BGP Router Crash in Telehouse North Backbone
- Event Started
- 2022-04-13 10:46
- Report Published
- 2022-04-13 11:10
- Last Updated
- 2022-04-16 15:16
- Event Finished
- Ongoing
Timeline (most recent first)
-
2022-04-16
15:15:00We are tentatively marking this as closed.
-
2022-04-15
22:13:00The new BGP process on
earhart
remains stable throughout the day. We note that average CPU usage for the last 16+ hours is approximately one third of the previous averages recorded for periods and traffic loads.We are continuing to monitor.
-
2022-04-15
05:57:00The new BGP process on
earhart
remains stable. We are continuing to monitor. -
2022-04-15
04:57:00We have enabled interfaces on
earhart
— running the newer BGP process — and are monitoring the situation. -
2022-04-14
16:30:00We have prepared an update to the router, which includes a more recent version of the BGP routing process. We are going to perform some testing, before deciding whether to reintroduce this into the network.
-
2022-04-14
09:32:00The BGP process on our peering and transit router in Telehouse North,
earhart.n.faelix.net
, has once again crashed spontaneously, causing a period of network instability.We've removed earhart from service while we investigate this issue.
-
2022-04-13
19:36:00During our ongoing monitoring we noticed some prefix-lists have been corrupted in running configurations (deviating from the saved configurations). We have removed and re-applied these, and the affected traffic flows are now going via the expected paths.
-
2022-04-13
14:23:00The last hour has been completely stable since fixing RIB/FIB mismatches.
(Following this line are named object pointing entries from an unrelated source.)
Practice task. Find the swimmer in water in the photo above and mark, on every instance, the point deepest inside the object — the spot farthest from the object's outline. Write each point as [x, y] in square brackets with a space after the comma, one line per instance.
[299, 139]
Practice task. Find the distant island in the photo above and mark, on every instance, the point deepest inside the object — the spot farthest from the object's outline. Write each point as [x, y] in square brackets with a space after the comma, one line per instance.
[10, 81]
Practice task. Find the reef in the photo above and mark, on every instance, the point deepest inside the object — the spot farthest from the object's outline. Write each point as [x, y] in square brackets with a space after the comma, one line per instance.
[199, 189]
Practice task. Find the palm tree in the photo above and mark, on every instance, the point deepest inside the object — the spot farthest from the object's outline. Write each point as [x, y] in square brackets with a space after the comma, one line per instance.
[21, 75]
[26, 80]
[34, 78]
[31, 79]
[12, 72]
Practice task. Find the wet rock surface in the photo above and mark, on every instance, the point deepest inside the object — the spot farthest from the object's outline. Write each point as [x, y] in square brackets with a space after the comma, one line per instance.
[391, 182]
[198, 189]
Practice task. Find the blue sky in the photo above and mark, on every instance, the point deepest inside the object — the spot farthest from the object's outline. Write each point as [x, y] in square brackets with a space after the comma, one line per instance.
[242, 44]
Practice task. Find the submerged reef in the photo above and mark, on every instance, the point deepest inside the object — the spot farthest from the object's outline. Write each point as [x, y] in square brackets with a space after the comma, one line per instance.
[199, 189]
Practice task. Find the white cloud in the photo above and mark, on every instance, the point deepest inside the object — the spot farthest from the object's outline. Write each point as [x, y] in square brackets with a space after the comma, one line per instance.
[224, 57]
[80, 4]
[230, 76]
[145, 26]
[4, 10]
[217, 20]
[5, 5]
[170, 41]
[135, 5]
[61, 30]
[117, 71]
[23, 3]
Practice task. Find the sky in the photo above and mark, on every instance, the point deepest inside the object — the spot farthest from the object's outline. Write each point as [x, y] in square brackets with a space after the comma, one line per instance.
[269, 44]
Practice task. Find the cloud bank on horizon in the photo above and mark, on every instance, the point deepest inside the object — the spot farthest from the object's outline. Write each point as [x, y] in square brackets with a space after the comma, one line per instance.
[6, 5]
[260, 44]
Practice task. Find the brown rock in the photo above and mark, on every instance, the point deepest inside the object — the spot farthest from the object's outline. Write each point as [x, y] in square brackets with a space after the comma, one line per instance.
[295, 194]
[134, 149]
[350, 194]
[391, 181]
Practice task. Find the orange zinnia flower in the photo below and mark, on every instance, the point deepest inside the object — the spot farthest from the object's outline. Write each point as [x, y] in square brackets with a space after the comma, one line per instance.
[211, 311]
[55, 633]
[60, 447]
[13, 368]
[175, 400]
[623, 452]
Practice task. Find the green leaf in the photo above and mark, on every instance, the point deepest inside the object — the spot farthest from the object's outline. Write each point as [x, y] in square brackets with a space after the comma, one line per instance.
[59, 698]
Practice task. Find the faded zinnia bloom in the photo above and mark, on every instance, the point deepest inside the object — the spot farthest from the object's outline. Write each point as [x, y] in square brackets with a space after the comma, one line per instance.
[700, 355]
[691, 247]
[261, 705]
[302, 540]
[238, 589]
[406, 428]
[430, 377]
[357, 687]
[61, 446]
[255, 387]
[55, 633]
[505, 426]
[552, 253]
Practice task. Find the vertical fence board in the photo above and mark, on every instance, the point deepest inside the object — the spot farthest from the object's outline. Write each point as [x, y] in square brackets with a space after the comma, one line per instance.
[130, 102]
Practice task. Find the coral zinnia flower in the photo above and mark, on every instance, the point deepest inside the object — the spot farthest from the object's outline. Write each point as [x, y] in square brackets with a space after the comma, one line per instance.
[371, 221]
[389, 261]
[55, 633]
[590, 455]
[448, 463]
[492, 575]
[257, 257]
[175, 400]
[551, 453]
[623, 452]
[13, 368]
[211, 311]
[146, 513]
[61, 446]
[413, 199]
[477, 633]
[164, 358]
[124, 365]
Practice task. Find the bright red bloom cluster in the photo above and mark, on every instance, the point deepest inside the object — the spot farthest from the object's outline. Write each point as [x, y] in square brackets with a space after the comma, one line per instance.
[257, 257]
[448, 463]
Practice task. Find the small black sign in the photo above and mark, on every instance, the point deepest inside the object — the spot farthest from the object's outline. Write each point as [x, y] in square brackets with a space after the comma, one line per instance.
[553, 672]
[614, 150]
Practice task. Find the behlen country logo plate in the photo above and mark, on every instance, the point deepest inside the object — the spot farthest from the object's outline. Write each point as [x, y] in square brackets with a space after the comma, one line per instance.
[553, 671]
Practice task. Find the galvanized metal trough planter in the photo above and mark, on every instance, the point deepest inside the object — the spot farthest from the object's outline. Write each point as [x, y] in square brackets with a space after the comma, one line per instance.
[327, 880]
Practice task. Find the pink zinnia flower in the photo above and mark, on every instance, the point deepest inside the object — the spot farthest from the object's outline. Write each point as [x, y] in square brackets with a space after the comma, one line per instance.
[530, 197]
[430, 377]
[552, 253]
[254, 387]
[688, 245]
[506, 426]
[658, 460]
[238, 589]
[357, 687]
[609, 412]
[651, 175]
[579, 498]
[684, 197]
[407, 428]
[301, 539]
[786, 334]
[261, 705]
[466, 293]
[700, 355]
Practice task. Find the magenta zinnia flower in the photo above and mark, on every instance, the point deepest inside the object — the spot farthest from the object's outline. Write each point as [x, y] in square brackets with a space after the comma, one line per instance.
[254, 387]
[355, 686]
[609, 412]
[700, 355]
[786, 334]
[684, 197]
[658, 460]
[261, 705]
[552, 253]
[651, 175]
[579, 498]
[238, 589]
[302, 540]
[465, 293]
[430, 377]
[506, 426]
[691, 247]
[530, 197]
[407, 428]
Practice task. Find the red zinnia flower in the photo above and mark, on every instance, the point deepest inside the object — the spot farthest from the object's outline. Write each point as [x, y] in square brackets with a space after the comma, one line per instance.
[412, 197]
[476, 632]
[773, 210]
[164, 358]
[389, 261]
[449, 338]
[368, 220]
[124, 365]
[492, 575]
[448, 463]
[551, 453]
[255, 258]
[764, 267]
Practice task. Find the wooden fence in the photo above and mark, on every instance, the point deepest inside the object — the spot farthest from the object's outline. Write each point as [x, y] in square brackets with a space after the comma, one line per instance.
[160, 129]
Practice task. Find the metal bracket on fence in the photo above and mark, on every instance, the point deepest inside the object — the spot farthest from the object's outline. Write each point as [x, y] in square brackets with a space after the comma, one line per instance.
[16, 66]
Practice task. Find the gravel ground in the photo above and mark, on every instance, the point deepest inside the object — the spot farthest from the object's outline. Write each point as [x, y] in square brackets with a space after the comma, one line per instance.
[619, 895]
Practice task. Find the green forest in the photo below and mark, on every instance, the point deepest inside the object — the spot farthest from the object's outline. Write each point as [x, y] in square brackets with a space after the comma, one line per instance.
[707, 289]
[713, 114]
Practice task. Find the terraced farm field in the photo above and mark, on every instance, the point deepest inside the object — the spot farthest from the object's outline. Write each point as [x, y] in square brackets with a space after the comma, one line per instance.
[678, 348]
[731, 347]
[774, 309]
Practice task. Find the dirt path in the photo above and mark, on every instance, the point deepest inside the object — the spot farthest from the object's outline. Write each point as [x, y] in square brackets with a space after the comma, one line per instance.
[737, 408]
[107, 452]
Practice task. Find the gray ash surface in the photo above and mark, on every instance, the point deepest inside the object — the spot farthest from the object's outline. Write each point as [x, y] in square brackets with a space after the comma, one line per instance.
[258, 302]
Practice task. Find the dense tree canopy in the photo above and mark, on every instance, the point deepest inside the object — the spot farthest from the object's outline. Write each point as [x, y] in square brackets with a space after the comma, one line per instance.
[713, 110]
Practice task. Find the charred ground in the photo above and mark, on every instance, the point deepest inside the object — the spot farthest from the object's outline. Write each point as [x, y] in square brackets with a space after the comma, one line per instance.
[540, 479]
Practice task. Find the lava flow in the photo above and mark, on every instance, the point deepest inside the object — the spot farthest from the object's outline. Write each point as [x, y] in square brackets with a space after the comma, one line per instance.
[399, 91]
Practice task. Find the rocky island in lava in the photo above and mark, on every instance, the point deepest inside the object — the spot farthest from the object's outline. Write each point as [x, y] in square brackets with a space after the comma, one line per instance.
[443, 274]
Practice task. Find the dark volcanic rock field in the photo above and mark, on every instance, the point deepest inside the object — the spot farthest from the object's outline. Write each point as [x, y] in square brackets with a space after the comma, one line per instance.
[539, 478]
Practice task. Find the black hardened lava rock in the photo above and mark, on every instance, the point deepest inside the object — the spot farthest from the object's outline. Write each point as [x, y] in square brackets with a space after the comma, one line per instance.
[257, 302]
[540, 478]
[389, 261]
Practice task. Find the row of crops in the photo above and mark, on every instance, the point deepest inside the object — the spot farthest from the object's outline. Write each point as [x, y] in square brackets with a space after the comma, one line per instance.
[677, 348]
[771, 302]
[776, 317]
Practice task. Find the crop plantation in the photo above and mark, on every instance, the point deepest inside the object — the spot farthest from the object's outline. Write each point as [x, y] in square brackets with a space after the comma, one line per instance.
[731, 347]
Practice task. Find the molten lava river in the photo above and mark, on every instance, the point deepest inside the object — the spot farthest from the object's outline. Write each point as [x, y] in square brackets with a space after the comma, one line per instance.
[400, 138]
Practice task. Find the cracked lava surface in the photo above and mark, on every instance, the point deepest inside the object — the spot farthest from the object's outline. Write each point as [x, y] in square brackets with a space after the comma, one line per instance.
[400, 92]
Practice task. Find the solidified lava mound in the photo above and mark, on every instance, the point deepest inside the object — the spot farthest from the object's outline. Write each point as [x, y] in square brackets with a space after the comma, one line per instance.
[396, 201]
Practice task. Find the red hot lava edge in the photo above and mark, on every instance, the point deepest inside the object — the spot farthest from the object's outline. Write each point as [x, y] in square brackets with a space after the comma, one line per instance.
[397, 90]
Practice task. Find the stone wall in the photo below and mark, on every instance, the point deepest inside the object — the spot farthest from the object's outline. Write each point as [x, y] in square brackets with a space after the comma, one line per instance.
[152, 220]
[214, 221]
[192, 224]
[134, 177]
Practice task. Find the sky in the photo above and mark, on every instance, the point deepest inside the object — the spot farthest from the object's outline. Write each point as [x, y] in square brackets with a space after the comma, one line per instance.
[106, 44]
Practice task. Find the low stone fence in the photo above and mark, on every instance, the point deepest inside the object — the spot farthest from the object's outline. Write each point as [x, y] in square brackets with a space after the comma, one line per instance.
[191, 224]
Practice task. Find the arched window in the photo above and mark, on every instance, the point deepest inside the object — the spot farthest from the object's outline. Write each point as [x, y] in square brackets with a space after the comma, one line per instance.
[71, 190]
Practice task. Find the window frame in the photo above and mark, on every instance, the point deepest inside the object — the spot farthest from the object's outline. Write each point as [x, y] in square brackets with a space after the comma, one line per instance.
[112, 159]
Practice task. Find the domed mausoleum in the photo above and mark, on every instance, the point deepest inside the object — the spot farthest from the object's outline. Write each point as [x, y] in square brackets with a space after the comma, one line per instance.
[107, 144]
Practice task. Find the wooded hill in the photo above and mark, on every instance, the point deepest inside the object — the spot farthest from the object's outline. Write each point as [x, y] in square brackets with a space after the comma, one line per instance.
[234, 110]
We are continuing to monitor the network.
-
2022-04-13
13:24:00We have identified and resolved some lingering RIB/FIB mismatches.
-
2022-04-13
11:42:00The BGP process is remaining running.
-
2022-04-13
11:34:00The router has booted up again.
-
2022-04-13
11:13:00The router ran for 6 minutes, before the BGP process crashed:
vyos@earhart.n.faelix.net:~$ show ip bgp sum vtysh: error reading from bgpd: Connection reset by peer (104)Warning: closing connection to bgpd because of an I/O error! Warning: connecting to bgpd...failed! bgpd is not running
-
2022-04-13
11:00:00The affected router is finishing rebooting.
-
2022-04-13
10:36:00We've received alerts about a routing issue in Telehouse North, blackholing significant amounts of traffic.